← Back to Security Center
Security Trust Center

Threat Model

No security product can protect against every possible threat. We believe that identifying and openly communicating our security boundaries and limitations is critical to building a mature security posture.

01. Security Boundaries

Our architectural threat model maps the separation of concerns between local hardware operations, local client boundaries, and third-party environment conditions.

DIAGNOSTIC_SYS // BOUNDARY_MATRIX
ACTIVE

Mitigated Threats

BOUND-01

Vectors fully resolved by local-first design and offline vault architecture.

Cloud Data Breaches
SYS_SEC

ZeroAuth stores no central server seed database. No remote honeypot exists to compromise.

[MITIGATED]100% LOCAL
Network Phishing
PROTO_SEC

FIDO2 / Passkey authentication protocols enforce origin-bound verification automatically.

[MITIGATED]FIDO2 ORIGIN

OS Trust Required

BOUND-02

Vectors requiring underlying host security and platform sandbox integrity.

Jailbreak / Root
OS_SEC

Compromised OS sandboxes allow administrative memory reading and process interception.

[OS DEPENDENT]SANDBOX BREAK
Screen-Reading Malware
DISPLAY_SEC

Advanced malware recording screen buffers can capture seeds when actively displayed.

[OS DEPENDENT]DISPLAY TAP
Matrix diagram illustrating threats that are architecturally mitigated (cloud data breaches, network-level phishing) versus threats that require OS-level trust (rooted/jailbroken devices, advanced screen-reading malware).

02. Threat Profiles

Detailed technical assessments of security boundaries, assumptions, and threat scenarios outside the scope of application-level cryptography.

TM-01 / Host CompromiseOS TRUST BOUNDARY

Compromised Device

ZeroAuth protects credentials at rest and in transit, assuming the host OS is secure. A severely compromised device (malware, root, jailbreak) bypasses app-level isolation. A privileged attacker can intercept screen captures, log keystrokes, or read decrypted memory.

TM-02 / User ManipulationUSER INTERACTION

Social Engineering

Technical controls cannot prevent voluntary user action. If a user is manipulated into unlocking the vault, exporting keys, or transmitting unencrypted data, the security boundary is bypassed. We implement warnings, but user-initiated extraction cannot be prevented.

TM-03 / Protocol RelayRELAY BOUNDARY

Phishing Limitations

Traditional TOTP codes protect against static leaks but remain vulnerable to real-time phishing proxies (Adversary-in-the-Middle). While ZeroAuth supports phishing-resistant passkeys (WebAuthn), their effectiveness depends entirely on service provider support.

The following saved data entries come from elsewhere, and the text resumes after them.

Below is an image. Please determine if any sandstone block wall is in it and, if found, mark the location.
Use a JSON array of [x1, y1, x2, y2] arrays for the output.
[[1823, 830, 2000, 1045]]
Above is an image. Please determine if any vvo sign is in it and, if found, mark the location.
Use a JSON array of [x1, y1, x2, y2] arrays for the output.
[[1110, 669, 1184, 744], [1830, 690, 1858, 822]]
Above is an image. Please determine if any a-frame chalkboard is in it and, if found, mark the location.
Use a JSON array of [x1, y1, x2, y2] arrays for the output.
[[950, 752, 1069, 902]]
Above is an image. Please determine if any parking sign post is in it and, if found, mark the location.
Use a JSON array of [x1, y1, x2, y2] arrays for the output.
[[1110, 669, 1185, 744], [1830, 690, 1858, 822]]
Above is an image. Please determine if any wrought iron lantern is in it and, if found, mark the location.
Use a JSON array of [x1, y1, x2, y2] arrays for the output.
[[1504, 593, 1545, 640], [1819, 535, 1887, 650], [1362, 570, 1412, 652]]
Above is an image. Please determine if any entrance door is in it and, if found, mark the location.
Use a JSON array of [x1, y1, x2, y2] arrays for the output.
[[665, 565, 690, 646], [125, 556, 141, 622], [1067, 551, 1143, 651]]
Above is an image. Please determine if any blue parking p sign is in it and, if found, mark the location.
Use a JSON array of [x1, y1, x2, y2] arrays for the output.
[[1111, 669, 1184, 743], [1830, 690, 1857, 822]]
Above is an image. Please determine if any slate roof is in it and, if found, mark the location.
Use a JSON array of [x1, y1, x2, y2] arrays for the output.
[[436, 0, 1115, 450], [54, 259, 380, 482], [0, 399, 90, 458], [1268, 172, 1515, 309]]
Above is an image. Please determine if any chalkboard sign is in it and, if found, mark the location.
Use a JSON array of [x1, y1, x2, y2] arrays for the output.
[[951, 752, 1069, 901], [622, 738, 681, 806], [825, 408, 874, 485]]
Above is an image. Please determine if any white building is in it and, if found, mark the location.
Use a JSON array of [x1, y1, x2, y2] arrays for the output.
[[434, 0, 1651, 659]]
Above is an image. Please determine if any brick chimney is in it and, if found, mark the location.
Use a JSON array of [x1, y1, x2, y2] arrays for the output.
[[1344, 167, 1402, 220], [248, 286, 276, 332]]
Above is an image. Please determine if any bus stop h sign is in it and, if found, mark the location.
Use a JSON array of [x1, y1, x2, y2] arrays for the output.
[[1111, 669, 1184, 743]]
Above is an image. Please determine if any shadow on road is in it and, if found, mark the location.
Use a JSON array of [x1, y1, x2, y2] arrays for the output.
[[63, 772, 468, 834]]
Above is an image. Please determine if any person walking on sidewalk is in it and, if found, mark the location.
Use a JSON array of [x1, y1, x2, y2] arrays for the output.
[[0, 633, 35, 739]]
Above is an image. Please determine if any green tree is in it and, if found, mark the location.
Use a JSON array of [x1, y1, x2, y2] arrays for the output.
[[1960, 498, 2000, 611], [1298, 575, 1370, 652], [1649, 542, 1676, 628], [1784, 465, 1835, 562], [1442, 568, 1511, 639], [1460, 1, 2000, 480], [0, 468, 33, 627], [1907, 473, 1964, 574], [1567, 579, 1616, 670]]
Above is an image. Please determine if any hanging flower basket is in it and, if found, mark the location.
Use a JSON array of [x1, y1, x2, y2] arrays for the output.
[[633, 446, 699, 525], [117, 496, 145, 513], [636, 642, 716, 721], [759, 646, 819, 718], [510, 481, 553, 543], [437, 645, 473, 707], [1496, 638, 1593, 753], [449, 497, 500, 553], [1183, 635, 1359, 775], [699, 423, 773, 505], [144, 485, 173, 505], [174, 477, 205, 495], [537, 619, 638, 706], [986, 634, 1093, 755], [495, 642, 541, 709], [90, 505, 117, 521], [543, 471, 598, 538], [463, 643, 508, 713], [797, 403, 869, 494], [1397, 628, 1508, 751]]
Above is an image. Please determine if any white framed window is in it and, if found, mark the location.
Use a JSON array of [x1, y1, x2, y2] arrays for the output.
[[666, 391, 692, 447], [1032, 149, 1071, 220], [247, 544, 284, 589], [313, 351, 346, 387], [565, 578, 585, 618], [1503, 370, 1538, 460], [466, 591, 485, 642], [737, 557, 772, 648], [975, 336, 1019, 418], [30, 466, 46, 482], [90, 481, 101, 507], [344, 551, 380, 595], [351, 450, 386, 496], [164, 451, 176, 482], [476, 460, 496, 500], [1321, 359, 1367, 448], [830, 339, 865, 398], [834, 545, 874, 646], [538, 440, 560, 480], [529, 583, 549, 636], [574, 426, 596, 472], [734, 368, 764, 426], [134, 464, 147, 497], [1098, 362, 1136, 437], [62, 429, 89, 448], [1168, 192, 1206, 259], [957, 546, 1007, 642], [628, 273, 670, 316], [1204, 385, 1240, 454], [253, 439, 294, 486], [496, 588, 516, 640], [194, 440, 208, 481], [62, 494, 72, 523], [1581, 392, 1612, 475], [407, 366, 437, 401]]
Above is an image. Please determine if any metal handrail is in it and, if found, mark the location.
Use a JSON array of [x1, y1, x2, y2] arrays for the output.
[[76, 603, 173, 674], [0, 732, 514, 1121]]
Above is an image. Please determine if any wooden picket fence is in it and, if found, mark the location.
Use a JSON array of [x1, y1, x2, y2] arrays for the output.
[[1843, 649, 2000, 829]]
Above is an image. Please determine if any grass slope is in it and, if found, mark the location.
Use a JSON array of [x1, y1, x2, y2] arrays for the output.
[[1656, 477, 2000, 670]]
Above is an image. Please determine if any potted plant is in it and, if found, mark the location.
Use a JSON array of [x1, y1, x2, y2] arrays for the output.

TM-04 / Physical IntrusionPHYSICAL BOUNDARY

Malicious Local Actor

If an unauthorized actor gains physical access to a device while the vault is active and unlocked, they have full access. ZeroAuth implements aggressive auto-lock timers to mitigate this exposure, but physical device security remains the user's responsibility.

03. Architectural Choices

Building a local-first authenticator requires deliberate architectural tradeoffs. Below is our formal assessment of convenience versus security parameters.

Local-First vs Cloud Recovery

Advantage

Eliminates centralized servers and master seed databases. Zero risk of a mass cloud database breach.

Tradeoff

No cloud recovery. If you lose your device and lack an encrypted backup, data is permanently unrecoverable.

Convenience vs Security

Advantage

Provides OS-backed hardware-enclave biometric unlocks, trading a pure "what you know" defense for biometric verification.

Tradeoff

Requires trusting the device biometric subsystems (FaceID/TouchID/Android Biometrics) to lock/unlock key storage.

Offline Survivability

Advantage

Works 100% offline. Zero dependency on network connectivity or external servers.

Tradeoff

No server-side brute-force throttling or lockouts. Relies entirely on local KDF work-factor iterations and secure enclave rate limits.

Security Advisory: Backup Vector Risks

Since the user assumes responsibility for their data availability, creating backups is essential. However, backups represent a secondary attack vector. If a user creates an encrypted backup of their vault and stores it in an insecure cloud environment with a weak, easily guessable password, they compromise their own security posture.